El sonido del agua es como un encantamiento.
Fijáte vos que en este mismo momento hay millones de olas, olitas, corrientes y correntadas que avanzan, y retroceden y vuelven a avanzar implacables hacia costas de arenas blancas, o desbordantes de vegetación, o que golpean acantilados verticales como miradas al cenit a mediodía, o que arrastran río abajo materia que se desprende sin nostalgia en cada recodo del curso viboreante, y así se deja llevar nomás desde siempre la jangada. ¿Cómo será abandonarse flotando ahí arriba, durante días, meses, sobre esa superficie a la deriva como un náufrago resignado a su destino carente de rescate y el horizonte como único dios a quien mirar?

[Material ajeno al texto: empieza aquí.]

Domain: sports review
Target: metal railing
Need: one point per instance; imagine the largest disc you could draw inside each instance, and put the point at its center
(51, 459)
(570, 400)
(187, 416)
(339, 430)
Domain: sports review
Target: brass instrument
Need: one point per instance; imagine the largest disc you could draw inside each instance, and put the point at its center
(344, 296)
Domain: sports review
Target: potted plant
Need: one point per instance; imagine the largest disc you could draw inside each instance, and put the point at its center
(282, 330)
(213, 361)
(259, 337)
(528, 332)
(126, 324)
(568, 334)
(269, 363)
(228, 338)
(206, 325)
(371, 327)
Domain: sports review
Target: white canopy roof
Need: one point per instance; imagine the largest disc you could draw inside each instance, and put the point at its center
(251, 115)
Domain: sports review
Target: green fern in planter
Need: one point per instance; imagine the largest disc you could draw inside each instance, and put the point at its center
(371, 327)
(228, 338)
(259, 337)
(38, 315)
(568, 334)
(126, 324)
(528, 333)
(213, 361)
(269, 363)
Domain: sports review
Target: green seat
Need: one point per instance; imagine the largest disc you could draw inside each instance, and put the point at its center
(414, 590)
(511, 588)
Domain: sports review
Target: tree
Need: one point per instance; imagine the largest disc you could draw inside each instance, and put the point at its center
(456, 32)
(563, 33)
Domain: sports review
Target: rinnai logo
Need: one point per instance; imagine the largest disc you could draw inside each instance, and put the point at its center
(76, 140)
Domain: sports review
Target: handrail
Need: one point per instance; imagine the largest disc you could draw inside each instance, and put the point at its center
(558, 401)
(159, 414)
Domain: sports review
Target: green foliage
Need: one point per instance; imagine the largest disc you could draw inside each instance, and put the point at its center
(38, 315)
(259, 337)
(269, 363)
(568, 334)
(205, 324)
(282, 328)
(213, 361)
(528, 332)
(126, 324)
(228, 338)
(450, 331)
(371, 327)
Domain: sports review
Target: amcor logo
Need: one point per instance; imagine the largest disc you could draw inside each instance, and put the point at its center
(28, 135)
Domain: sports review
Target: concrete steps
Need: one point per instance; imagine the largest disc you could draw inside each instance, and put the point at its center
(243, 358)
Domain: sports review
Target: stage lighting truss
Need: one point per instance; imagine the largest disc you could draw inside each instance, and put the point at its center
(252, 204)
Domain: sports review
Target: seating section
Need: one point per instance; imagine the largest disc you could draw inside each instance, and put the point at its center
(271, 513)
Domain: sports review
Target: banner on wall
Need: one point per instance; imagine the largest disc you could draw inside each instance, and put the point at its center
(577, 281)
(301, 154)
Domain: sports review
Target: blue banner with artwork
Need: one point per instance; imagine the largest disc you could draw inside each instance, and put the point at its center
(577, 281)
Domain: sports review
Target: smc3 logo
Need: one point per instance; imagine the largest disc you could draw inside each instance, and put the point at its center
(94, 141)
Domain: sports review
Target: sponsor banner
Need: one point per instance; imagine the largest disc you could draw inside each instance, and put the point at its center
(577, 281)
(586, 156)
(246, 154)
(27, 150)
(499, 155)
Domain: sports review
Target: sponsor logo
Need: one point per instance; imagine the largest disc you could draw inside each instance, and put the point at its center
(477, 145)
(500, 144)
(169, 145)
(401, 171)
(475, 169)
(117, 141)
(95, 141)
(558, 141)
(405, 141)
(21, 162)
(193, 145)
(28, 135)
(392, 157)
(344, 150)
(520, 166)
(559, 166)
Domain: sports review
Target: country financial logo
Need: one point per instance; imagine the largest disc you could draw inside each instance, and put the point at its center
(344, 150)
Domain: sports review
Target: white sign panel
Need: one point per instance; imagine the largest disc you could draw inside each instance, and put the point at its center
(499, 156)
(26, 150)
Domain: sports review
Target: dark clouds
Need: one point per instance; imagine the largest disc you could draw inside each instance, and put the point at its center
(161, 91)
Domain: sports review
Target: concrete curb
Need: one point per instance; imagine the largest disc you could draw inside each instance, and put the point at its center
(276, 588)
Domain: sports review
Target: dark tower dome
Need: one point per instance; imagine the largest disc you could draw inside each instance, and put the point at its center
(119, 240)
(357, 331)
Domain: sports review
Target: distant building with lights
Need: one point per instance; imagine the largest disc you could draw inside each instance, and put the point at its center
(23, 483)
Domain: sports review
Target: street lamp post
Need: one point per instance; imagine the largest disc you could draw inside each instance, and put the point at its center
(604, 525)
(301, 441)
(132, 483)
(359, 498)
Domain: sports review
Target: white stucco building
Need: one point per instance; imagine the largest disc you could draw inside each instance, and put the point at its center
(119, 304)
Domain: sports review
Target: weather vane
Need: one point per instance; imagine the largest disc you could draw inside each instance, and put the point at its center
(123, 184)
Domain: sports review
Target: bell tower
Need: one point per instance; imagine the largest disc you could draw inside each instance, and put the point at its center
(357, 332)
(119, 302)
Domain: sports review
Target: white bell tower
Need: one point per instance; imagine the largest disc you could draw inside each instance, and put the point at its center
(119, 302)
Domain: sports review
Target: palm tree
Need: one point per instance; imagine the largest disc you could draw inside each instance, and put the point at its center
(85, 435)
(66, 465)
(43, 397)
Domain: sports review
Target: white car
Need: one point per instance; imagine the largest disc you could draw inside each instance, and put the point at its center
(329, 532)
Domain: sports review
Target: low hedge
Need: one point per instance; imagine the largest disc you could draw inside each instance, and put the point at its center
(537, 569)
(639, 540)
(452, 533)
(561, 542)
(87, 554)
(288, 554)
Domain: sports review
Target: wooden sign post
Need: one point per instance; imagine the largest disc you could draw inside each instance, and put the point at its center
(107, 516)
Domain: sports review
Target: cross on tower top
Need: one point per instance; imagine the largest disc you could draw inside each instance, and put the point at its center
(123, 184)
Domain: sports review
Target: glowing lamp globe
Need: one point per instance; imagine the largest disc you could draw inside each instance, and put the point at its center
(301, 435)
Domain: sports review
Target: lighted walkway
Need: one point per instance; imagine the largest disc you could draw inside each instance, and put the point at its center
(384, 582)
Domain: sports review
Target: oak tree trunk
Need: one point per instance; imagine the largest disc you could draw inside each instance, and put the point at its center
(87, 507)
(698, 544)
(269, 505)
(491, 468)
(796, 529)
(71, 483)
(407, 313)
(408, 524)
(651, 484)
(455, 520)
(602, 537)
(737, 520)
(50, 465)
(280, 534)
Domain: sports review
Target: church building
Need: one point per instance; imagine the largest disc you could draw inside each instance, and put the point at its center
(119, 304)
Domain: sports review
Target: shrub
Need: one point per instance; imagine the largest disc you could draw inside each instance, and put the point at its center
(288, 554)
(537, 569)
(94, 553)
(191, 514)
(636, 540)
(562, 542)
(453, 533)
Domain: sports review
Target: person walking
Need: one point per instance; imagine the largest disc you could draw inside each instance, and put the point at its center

Mantra devoto, la cadencia de la olas empujadas por la brisa litoral encuentra en el conjunto de mis pensamientos vagos un misterioso y fértil terreno donde desplegar su maravillosa energía milenaria. Se integran y acompañan otros sonidos, muchos, perros, pájaros, hojas, seres que no identifico, desconocidos para mí, en medio del monte generoso configuran la extensión, el espacio; delimitan un territorio que así, manifestándose sutilmente en ladridos lejanos, silbos y hojarascas, termina por ser mi territorio, mi propio mundo al que me debo con sagrada entrega.
19 de agosto de 2003
Gracias a Alfredo Saavedra por el título.